Les jeunes filles de la Tradition



Les jeunes filles de la Tradition
En relisant Mademoiselle de Maupin, je m’aperçois que mes jeunes filles de la tradition ont quelques affinités avec la "modeste colombe", "la virginale créature" dont Théophile Gautier esquisse un portrait fascinant au début de son roman.
Nous sommes au chapitre 2. Le chevalier d’Albert cherche une maîtresse. Il parcourt les rues, séduit des passantes et finalement rejoint son ami, de C---, qui lui propose de l'introduire dans une "maison" où l’on découvre "un monde de jolies femmes – une collection d’idéalité réelles- de quoi satisfaire une vingtaine de poètes – il y en a pour tous les goûts ". Après la petite femme en rose, "d’une dépravation charmante, pleine d’esprit, de verve et de caprice", il lui présente une autre dame très désirable …

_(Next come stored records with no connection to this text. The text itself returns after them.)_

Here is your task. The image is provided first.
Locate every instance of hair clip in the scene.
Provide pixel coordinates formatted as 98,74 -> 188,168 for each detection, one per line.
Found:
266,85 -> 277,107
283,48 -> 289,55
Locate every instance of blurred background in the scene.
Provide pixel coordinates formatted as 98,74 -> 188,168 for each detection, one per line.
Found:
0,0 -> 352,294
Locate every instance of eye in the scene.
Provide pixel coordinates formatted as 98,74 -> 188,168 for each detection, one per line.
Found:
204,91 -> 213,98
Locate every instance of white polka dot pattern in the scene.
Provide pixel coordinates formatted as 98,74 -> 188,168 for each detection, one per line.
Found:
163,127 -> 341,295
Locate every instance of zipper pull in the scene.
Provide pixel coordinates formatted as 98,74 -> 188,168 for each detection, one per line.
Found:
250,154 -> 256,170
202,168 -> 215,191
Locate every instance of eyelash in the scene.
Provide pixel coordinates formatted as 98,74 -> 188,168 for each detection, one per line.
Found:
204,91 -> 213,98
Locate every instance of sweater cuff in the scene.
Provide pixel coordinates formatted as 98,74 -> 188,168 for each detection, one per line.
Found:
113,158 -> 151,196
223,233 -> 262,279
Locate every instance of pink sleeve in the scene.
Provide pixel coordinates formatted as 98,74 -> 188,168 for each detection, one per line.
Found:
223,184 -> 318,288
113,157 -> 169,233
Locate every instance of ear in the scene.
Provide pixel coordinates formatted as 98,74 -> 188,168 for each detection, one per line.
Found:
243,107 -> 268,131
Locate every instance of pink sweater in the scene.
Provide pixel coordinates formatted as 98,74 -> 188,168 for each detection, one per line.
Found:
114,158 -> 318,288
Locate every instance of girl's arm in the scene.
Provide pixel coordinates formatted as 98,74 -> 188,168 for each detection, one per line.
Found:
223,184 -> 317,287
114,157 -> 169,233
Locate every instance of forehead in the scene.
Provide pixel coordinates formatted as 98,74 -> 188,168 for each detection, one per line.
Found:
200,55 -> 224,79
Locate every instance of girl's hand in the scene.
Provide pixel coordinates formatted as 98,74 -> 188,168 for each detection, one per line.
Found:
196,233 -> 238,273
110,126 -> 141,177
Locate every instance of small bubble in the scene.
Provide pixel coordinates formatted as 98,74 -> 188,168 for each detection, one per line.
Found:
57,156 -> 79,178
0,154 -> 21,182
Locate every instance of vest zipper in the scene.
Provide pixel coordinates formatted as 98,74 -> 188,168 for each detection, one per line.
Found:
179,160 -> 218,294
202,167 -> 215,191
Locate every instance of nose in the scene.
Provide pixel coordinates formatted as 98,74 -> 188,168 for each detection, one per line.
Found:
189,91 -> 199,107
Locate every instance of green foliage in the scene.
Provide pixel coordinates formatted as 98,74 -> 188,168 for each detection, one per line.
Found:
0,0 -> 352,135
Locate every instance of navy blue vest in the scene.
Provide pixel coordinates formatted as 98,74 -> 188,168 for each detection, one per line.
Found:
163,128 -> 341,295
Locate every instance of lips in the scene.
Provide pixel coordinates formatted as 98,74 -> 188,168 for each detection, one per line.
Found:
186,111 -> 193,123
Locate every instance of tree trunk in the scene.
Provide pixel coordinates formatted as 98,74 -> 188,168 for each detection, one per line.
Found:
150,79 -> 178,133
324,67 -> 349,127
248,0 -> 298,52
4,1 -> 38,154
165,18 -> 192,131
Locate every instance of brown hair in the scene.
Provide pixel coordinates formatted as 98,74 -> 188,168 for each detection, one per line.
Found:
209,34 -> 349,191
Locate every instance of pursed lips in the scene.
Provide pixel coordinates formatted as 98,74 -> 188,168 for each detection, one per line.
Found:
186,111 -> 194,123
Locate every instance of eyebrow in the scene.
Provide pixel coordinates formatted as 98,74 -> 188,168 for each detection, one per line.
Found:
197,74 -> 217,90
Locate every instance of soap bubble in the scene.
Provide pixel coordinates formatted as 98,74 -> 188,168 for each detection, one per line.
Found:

« Je revins à de C---, et je lui dis : - La dame me plaît assez, et je m'arrangerai peut-être avec elle. Mais, avant de rien dire de précis et qui m'engage, je voudrais bien que tu eusses la bonté de me faire voir celles des indulgentes beautés qui ont eu l'obligeance de se frapper pour moi, afin que je puisse choisir. Tu me ferais plaisir aussi, puisque tu me sers ici de démonstrateur, d'y ajouter une petite notice et la nomenclature de leurs défauts et qualités ; la manière dont il faut les attaquer et le ton qu'on doit employer avec elles pour que je n'aie pas trop l'air d'un provincial ou d'un littérateur.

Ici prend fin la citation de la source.